Built as a privacy-safe one-message pipeline.
Each stage has a single responsibility. Raw text lives only in the request lifecycle. PostgreSQL holds masked messages, PII metadata, analysis output, and audit trail — never raw entity values.
- 01
Next.js frontend
Single-message form, live pipeline view, results dashboard.
- 02
FastAPI backend
Stateless request orchestration. Raw text never leaves the request scope.
- 03
Presidio + regex detection
Entity recognition for NAME, EMAIL, PHONE, LOCATION + custom IDs.
- 04
Masking layer
Stable, numbered placeholders preserve referential structure.
- 05
Second safety gate
Re-scans the masked payload before any external call.

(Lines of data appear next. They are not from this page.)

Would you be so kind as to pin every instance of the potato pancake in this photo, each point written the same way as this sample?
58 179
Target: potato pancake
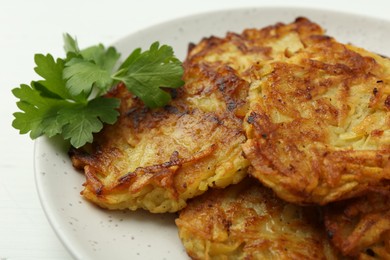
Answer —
318 126
157 159
248 221
360 227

Fails closed.
- 06
LLM analysis (masked-only)
Sentiment, topic, intent, urgency, summary, recommended action.
- 07
PostgreSQL safe storage
Stores masked text, PII metadata (counts/types), analysis, audit log.
- 08
Operations dashboard
Read-only views over safe results. No raw PII surface, ever.
data retention policy
Raw messages are processed in-memory and are not stored by default. PostgreSQL stores only masked messages, PII metadata (entity types and counts), analysis results, and audit information. Raw entity values — names, emails, phone numbers, IDs — are never persisted.